3 Benefits of Holding Digital Currency in an IRA

1. Potential Tax Advantages of Using a Self-Directed IRA to Invest in Digital Currency

Government-sponsored retirement accounts, such as IRAs, were established to help individuals save for retirement in a tax-advantaged environment. Investments within the accounts grow tax-deferred or tax-free (depending on the account type and as long as IRS guidelines are followed). It is also possible to qualify for tax deductions, depending on the type of retirement account.

Tax-Deferred/Tax-Free
Equity Trust offers the ability to invest in digital currency with both a Traditional IRA and Roth IRA. Both account types offer unique tax benefits.
  • In a Traditional IRA, contributions/rollovers are made pre-tax, and offers the account holder the ability to take a tax deduction prior to contributing to the account. This means that all funds in the account are tax-deferred, and the account holder does not pay taxes until funds are withdrawn.
  • In a Roth IRA, contributions/rollovers are made after taxes are paid. The account holder does not get a tax deduction on the contributions; however, when funds are withdrawn from the account (if all rules are followed), the account holder does not pay taxes on the cash/assets withdrawn from the account.
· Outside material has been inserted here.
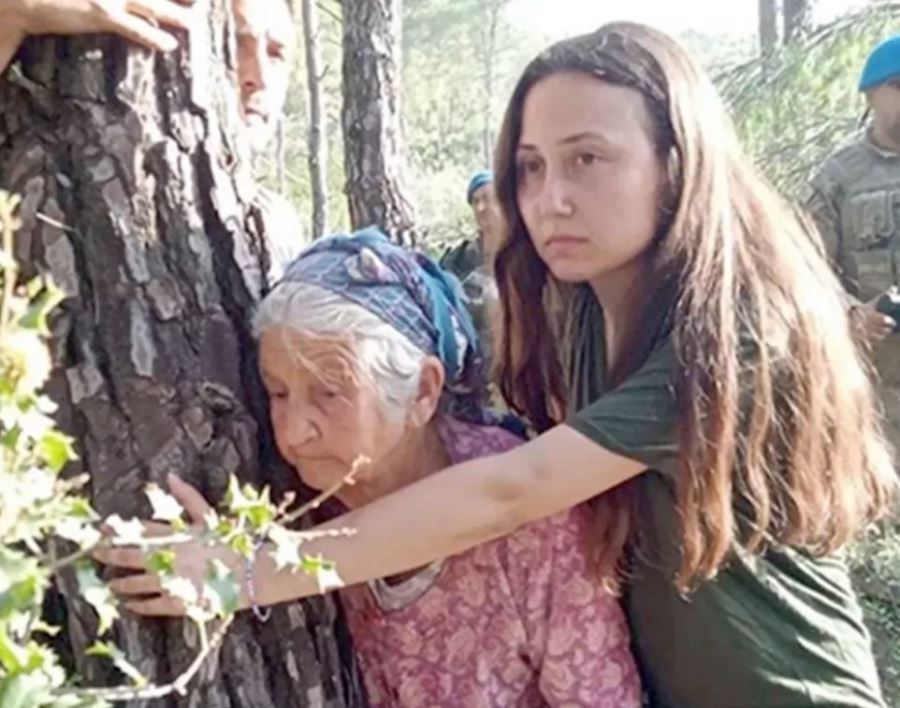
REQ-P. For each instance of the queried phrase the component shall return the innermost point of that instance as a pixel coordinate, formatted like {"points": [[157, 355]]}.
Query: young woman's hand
{"points": [[135, 20]]}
Purchasing Bitcoin Outside of an IRA vs. Inside an IRA: A HypotheticalGraph_BitcoinReturn01_400x400.jpg

If you purchased 10 Bitcoins on December 1, 2016 the price was $7461 per Bitcoin for a total cost of $7,460. One year later, you sold those 10 Bitcoins on December 1, 2017 the price was $10,198 for a total return of $101,980. In this example, there would be a profit of $94,520, which would be taxable on your 2017 tax return.

In this hypothetical, let’s assume that profit will be taxed at 20% (the long-term capital gains rate for 2017). At that rate, you would be responsible for $18,904, leaving you with a total gain of $75,616.
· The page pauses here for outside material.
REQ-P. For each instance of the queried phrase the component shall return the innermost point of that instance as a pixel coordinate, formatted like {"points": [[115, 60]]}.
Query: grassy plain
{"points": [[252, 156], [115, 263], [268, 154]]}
If this same transaction was in a Traditional or Roth IRA, and all the money was kept in the account, the profit would be tax-deferred, and you would still have $101,980.


2. Short-Term/Long-Term Capital Gains and Cost Basis Calculation

Normally, purchases and sales of assets such as stocks, bonds, mutual funds, etc. are subject to short-term and long-term gains tax. Digital currency is no exception to this rule, unless you hold the assets in your IRA account.
  • Since all IRA funds are either tax-deferred or tax-free, individual purchases/sales within the account do not require reporting to the IRS for short-term or long-term gains tax. This eliminates the need for you to track cost basis for your individual transactions.
  • In 2014, the IRS issued Notice 2014-21, which set its position on digital currencies, stating “virtual currency is to be treated as property for US Federal tax purposes.”
    • This means that income made from the sale of Bitcoin or any digital currency is subject to short-term taxation or long-term capital gains tax rates, just as any property investment would be. Significant gains in the value of the investment could result in accompanying taxation by the IRS.

3. Portfolio Diversification

In a Self-Directed IRA at Equity Trust, we offer the ability to invest in almost limitless asset categories, all within one account.
  • From real estate, private entities, promissory notes, precious metals, foreign currency, and now digital currency (just to name a few), Equity Trust provides an investment vehicle to comprehensively diversify your retirement portfolio.